HHS Secretary: No public abortion funding in health care bill
Health and Human Services Secretary Kathleen Sebelius Sunday pledged that President Barack Obama will support barring public funding for abortion in any health care overhaul legislation.
“That’s exactly what the president said and I think that’s what he intends, that the bill he signs will do,” she said on ABC’s “This Week.”
Abortion policy has been an ongoing concern throughout the health care debate. In July, the House Energy and Commerce Committee attempted to compromise on abortion funding as it wrote its version of the health care bill.
The bill would permit the proposed public health care plan to fund abortions, though not with federal money.
The provision was approved by only a 30 to 28 vote by the committee, as six Democrats joined 22 Republicans to vote against it. Anti-abortion groups labeled the measure a “sham,” and but abortion rights backers said that without such protection, women who use the “public option” could be barred from obtaining abortions.
Currently, federal money can only be used for abortions that deal with pregnancies resulting from rape, incest or endanger the mother’s life.
Sebelius said Sunday “There's no intent to change the language that's in the current Medicaid statute, which has been there for years and provides insurance to millions of Americans.”
Anti-abortion groups Sunday remains wary. Douglas Johnson, National Right to Life legislative director, noted that "For months the President, his staff, and his congressional allies have misrepresented actual language in their bills that would result in government funding of elective abortions.

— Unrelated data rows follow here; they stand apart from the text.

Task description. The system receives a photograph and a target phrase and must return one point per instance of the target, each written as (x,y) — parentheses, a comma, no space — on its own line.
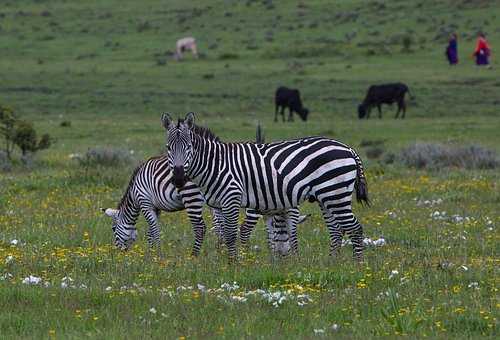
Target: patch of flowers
(32,280)
(428,203)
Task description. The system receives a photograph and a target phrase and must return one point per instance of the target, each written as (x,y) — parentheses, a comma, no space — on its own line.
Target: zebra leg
(153,234)
(280,238)
(292,221)
(195,216)
(230,214)
(251,219)
(218,222)
(334,231)
(269,223)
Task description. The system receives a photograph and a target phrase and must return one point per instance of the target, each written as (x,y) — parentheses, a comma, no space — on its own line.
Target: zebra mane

"The latest statements by Mr. Obama and Ms. Sebelius are most likely a continuation of their strategy of denial, evasion, and distortion.," Johnson said. "We say, watch what they do, not what they say."

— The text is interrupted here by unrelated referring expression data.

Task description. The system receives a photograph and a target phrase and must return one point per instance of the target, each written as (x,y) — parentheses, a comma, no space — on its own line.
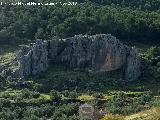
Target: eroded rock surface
(97,53)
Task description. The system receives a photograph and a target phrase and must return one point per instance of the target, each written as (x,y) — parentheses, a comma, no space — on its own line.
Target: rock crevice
(97,53)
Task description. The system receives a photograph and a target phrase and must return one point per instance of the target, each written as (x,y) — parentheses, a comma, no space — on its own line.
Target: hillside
(100,55)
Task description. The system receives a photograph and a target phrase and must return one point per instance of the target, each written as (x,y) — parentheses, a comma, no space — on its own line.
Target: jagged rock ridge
(97,53)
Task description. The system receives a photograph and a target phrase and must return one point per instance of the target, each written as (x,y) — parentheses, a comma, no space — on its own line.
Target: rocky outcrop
(97,53)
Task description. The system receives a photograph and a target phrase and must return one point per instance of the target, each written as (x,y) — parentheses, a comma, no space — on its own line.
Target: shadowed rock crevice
(97,53)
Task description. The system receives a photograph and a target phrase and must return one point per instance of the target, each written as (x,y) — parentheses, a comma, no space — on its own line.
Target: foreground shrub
(113,117)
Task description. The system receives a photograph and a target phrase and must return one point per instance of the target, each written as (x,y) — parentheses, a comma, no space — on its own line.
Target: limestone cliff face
(97,53)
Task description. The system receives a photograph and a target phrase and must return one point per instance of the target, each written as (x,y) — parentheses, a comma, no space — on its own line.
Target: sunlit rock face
(97,53)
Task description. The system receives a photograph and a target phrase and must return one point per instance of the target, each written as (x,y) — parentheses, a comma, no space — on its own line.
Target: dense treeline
(46,22)
(150,5)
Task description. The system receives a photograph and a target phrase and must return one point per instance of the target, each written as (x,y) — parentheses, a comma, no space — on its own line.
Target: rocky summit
(97,53)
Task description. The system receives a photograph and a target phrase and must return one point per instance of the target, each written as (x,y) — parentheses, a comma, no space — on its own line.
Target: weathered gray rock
(97,53)
(32,60)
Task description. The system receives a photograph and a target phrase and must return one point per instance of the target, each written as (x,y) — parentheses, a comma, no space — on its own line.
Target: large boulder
(32,60)
(97,53)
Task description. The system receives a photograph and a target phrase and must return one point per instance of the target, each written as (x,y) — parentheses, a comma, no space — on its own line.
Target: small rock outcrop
(97,53)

Here’s a partial transcript of her exchange with ABC’s George Stephanopoulos:
STEPHANOPOULOS: Secretary Sebelius, what's wrong with that,
making it explicit in the bill that no public funding should go toward
abortions?
SEBELIUS: Well, I think that's what the president intends to do.

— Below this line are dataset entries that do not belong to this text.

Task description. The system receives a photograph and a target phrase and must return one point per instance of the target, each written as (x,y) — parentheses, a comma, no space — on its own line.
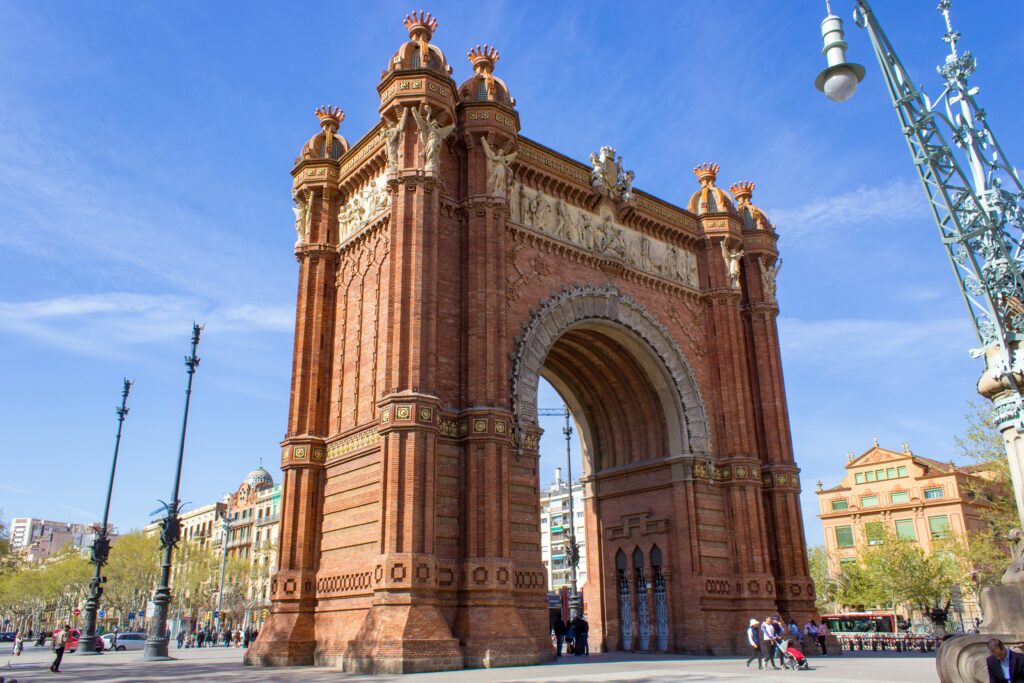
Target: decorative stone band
(303,454)
(601,236)
(353,442)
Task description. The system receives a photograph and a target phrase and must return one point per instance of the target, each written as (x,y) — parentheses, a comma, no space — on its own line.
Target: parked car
(126,641)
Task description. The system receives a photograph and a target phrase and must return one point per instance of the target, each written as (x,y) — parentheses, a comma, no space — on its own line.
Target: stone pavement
(225,665)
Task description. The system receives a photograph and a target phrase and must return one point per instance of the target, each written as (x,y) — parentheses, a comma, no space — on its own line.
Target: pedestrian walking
(583,636)
(768,642)
(754,638)
(59,642)
(558,628)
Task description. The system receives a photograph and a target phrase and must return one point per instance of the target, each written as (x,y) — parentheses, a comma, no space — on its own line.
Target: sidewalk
(225,665)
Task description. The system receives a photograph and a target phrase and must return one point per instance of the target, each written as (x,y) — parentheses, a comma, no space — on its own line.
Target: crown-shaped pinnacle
(483,58)
(707,173)
(421,23)
(742,191)
(330,116)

There's no intent to change the language that's in the current
Medicaid statute, which has been there for years and provides
insurance to millions of Americans.
And in fact, recently the Catholic bishops came out, after the
president's statement, saying that his statement about what he intends
in the plan, that no public funds would go to fund abortions, and the
fact that he has come out firmly for insuring all Americans and saying
it's a moral issue as well as an economic issue, and they endorse
moving forward.
So I think that, you know, the legislative language will reflect
what the president has just said.
STEPHANOPOULOS: So you're saying it will go beyond what we have
seen so far in the House and explicitly rule out any public funding
for abortion?
SEBELIUS: Well, that's exactly what the president said and I
think that's what he intends. That the bill he signs will do.